Speakers: Avantgarde Duo.

CD Transport : Mark Levinson No 31.5 REF(Analogue TT to add later)

DAC : Jadis JS2mkII (for now)

PRE AMP : Concert Fidelity CF-080LSX

AMPS : Wavelength Audio Napoleon Silver Mono,s hot rodded and (300B SET 8watt) with EAT tubes and all other are NOS tubes.

Cables : Interconnects PSC audio ,silver.
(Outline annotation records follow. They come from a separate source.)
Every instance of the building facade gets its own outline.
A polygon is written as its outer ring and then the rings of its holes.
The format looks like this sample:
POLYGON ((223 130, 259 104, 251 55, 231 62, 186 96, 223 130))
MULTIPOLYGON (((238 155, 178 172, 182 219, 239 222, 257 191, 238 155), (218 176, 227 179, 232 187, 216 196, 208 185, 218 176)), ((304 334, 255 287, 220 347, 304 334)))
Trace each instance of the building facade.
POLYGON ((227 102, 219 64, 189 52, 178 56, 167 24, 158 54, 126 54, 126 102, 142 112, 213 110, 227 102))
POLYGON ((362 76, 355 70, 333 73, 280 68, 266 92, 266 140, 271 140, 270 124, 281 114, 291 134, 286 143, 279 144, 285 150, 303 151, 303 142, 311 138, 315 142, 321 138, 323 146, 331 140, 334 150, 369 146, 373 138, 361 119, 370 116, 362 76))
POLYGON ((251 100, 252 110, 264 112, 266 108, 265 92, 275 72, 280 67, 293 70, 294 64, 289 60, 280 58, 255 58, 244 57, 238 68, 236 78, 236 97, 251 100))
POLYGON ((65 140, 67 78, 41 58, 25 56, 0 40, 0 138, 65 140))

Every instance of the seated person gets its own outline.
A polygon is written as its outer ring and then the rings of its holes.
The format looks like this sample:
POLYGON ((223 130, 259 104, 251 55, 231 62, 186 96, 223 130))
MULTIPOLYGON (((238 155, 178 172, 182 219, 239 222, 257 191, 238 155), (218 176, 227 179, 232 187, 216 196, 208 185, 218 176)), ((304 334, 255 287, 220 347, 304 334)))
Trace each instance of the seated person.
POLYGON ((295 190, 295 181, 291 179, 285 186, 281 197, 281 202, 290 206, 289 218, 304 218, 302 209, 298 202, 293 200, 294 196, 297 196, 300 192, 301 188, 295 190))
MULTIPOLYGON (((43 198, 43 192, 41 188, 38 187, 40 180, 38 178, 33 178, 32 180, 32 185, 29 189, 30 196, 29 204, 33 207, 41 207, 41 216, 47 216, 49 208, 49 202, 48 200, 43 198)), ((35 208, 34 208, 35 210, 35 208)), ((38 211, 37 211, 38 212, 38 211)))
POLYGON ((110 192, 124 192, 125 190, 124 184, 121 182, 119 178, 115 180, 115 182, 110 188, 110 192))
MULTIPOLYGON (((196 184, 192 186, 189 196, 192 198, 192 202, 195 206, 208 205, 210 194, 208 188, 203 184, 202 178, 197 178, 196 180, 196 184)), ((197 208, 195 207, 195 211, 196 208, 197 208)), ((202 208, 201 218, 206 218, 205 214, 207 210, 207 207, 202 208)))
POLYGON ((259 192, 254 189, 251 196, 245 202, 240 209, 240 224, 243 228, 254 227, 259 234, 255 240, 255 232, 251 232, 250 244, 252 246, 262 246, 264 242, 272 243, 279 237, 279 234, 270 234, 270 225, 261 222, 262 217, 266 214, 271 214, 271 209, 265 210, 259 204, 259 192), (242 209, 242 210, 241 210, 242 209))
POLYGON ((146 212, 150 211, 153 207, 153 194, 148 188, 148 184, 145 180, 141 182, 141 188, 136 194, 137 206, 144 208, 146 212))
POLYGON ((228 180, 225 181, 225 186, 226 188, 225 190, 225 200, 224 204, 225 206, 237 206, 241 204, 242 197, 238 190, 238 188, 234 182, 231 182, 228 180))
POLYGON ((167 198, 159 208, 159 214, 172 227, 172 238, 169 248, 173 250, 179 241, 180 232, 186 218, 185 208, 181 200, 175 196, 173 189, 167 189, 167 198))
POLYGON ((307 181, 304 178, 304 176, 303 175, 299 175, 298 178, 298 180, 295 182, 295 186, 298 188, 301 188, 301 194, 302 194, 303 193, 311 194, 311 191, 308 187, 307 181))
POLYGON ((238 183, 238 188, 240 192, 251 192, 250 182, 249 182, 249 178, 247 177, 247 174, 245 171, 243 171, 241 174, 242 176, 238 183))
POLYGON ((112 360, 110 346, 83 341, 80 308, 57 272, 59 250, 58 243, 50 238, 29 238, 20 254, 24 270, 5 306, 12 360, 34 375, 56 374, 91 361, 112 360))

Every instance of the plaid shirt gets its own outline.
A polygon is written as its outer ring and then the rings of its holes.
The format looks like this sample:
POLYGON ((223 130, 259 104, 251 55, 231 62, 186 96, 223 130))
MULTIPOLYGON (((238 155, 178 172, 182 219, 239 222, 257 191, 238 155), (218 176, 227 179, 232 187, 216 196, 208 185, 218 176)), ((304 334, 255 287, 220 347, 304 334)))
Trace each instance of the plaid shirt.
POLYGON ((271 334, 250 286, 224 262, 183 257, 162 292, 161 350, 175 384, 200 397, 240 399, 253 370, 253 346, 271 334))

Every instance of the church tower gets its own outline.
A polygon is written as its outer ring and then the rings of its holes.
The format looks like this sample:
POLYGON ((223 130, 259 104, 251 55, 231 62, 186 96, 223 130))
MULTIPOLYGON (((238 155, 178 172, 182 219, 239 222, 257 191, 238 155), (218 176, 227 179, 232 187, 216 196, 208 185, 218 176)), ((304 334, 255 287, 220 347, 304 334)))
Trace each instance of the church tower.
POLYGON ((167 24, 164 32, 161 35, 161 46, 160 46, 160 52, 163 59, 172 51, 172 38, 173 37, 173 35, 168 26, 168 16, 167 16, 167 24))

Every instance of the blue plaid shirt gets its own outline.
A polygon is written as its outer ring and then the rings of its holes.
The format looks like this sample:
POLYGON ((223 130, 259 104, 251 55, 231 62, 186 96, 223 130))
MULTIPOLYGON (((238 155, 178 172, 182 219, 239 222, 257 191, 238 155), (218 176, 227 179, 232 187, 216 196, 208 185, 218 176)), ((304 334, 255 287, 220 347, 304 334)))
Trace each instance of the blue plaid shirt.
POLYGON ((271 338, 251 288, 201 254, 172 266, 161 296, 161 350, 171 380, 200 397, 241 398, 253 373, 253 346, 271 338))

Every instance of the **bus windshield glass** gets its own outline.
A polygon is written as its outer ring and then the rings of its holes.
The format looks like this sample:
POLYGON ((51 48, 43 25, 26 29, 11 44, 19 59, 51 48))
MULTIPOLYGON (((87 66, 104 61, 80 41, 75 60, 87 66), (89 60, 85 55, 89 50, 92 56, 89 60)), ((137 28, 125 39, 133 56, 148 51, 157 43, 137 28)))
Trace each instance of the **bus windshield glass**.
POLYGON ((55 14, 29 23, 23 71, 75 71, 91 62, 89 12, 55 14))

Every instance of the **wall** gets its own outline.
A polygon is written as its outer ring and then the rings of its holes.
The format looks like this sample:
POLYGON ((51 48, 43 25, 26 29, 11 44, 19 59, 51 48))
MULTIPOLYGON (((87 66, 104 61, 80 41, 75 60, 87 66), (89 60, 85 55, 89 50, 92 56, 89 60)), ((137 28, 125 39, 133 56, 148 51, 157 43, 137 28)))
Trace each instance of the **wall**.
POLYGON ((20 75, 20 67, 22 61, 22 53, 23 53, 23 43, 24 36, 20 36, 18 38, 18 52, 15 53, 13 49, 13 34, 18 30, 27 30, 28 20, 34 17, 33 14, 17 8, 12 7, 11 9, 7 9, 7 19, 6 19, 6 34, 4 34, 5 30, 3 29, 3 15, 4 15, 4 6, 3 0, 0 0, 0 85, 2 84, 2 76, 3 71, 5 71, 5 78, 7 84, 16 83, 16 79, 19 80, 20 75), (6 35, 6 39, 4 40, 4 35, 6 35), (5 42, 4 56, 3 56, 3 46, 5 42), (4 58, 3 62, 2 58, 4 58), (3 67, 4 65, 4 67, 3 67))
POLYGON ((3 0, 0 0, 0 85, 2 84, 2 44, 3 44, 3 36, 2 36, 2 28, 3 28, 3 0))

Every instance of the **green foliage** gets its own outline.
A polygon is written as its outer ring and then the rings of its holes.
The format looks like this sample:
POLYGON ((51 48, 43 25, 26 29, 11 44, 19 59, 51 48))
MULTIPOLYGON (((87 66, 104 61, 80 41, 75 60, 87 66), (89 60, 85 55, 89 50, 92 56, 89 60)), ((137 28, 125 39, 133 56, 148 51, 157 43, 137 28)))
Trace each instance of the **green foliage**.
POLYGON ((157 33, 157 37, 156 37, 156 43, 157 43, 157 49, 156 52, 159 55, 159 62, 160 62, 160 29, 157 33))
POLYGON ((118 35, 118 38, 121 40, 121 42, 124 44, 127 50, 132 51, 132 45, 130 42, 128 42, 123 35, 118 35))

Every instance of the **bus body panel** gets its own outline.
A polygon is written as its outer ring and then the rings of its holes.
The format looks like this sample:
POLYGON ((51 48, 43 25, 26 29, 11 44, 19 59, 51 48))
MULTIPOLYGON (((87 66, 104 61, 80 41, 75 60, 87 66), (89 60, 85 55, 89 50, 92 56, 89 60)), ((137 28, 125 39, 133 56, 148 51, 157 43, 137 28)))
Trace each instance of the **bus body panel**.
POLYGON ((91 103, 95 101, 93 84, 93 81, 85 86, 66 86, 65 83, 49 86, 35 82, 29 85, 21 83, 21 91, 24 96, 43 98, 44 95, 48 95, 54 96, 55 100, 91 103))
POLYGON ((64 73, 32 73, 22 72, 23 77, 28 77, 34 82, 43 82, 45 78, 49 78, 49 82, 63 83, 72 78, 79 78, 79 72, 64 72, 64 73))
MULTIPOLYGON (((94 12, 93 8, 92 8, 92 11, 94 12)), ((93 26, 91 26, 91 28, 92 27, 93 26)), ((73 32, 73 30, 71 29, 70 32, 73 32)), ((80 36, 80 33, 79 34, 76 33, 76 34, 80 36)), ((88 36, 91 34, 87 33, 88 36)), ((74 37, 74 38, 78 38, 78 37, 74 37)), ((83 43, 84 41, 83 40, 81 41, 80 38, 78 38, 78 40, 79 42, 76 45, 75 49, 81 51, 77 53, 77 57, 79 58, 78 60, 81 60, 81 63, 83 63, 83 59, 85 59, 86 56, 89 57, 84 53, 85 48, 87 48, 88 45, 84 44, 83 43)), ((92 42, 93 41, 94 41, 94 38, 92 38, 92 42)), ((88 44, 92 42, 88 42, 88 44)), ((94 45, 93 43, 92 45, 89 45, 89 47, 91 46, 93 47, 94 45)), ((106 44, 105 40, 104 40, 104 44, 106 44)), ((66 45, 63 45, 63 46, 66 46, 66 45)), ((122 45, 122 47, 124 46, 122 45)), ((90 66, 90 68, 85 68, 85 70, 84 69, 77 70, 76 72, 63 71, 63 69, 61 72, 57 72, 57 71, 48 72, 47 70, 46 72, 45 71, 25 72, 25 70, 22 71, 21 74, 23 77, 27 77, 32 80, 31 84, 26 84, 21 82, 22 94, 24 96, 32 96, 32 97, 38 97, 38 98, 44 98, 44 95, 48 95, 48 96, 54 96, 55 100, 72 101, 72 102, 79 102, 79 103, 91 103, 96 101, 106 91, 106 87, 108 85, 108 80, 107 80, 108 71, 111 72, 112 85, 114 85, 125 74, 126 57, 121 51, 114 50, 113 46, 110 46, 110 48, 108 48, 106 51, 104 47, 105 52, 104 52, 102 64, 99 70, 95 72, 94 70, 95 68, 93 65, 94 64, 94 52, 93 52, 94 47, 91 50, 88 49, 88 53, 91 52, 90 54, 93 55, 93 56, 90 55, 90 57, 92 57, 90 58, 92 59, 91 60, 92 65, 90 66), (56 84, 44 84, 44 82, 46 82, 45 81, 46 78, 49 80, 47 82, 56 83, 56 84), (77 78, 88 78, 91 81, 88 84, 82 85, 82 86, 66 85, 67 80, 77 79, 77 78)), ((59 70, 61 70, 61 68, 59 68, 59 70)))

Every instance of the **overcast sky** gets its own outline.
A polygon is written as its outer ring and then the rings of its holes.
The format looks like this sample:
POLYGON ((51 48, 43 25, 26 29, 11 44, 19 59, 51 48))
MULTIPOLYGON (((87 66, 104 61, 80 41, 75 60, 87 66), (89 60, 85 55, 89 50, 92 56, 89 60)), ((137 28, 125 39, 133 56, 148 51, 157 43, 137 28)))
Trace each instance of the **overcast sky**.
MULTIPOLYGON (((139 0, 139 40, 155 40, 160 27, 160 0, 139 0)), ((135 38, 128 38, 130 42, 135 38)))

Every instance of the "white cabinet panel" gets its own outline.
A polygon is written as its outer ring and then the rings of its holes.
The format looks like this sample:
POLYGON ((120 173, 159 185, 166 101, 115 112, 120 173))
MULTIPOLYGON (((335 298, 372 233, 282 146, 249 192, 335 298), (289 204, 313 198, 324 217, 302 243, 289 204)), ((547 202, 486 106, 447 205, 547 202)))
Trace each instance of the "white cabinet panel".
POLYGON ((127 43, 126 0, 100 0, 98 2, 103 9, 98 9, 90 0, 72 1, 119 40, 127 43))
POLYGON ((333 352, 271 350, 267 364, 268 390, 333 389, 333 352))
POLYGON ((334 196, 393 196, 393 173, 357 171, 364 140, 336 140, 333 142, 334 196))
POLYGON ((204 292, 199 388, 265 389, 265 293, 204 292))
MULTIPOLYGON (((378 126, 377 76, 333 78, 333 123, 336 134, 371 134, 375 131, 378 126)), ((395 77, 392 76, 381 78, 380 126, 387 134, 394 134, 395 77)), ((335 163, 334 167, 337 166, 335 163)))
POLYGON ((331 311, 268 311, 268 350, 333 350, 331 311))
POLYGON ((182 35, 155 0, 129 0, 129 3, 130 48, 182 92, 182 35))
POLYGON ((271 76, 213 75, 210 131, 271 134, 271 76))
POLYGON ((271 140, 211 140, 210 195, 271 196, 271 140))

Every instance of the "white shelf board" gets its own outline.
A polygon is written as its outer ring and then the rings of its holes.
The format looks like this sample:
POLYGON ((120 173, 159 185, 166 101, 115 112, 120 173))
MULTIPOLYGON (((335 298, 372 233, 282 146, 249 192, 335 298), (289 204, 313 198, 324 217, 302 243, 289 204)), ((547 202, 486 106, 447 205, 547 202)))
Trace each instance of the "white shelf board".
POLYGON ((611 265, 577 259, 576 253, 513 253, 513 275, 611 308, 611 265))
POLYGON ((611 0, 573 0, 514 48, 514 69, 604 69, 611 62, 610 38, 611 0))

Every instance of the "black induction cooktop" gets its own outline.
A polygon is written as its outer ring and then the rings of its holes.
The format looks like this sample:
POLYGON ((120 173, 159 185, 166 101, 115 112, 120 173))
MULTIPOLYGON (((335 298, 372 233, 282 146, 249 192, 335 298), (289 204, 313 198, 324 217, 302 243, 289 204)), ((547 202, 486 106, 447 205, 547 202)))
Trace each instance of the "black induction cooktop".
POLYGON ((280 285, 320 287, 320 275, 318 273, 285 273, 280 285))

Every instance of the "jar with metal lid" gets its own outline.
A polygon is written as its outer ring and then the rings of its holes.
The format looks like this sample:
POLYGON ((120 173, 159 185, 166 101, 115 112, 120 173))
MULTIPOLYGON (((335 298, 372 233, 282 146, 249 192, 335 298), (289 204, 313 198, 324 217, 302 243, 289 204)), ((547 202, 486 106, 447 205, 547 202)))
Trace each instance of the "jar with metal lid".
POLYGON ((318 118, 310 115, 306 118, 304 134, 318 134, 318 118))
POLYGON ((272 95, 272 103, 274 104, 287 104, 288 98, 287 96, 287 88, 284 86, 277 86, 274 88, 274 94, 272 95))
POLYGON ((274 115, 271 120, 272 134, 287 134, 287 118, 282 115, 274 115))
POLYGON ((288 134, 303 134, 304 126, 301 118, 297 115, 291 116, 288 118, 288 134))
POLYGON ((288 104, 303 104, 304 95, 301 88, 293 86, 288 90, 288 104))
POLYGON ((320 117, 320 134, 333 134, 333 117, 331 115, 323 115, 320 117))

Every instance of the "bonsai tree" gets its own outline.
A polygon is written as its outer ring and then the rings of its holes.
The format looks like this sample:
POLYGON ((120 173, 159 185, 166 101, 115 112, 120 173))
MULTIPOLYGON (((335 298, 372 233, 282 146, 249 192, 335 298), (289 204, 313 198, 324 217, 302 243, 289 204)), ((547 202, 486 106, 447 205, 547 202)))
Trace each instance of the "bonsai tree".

Speakers : Gryphon PSC reference (gold and silver cable).


regards victor


----------



## Prof. (Oct 20, 2006)

WOW Victor!! you have some very nice gear there..:T
Do you have a dedicated theatre?


----------



## victor tubeman (Feb 3, 2010)

Hi Prof,
Thankyou for your kind words.No,it is not a dedicated room,tv room with very little space spare?.Look forward to projector and screen going for 110inch 16/9 soon,70inch just does not cut it with my audio.
Regards Victor.


----------



## Prof. (Oct 20, 2006)

victor tubeman said:


> .Look forward to projector and screen going for 110inch 16/9 soon,70inch just does not cut it with my audio.


That I can believe!! :bigsmile:
110" projection screen would be more in keeping with you audio side!! :T


----------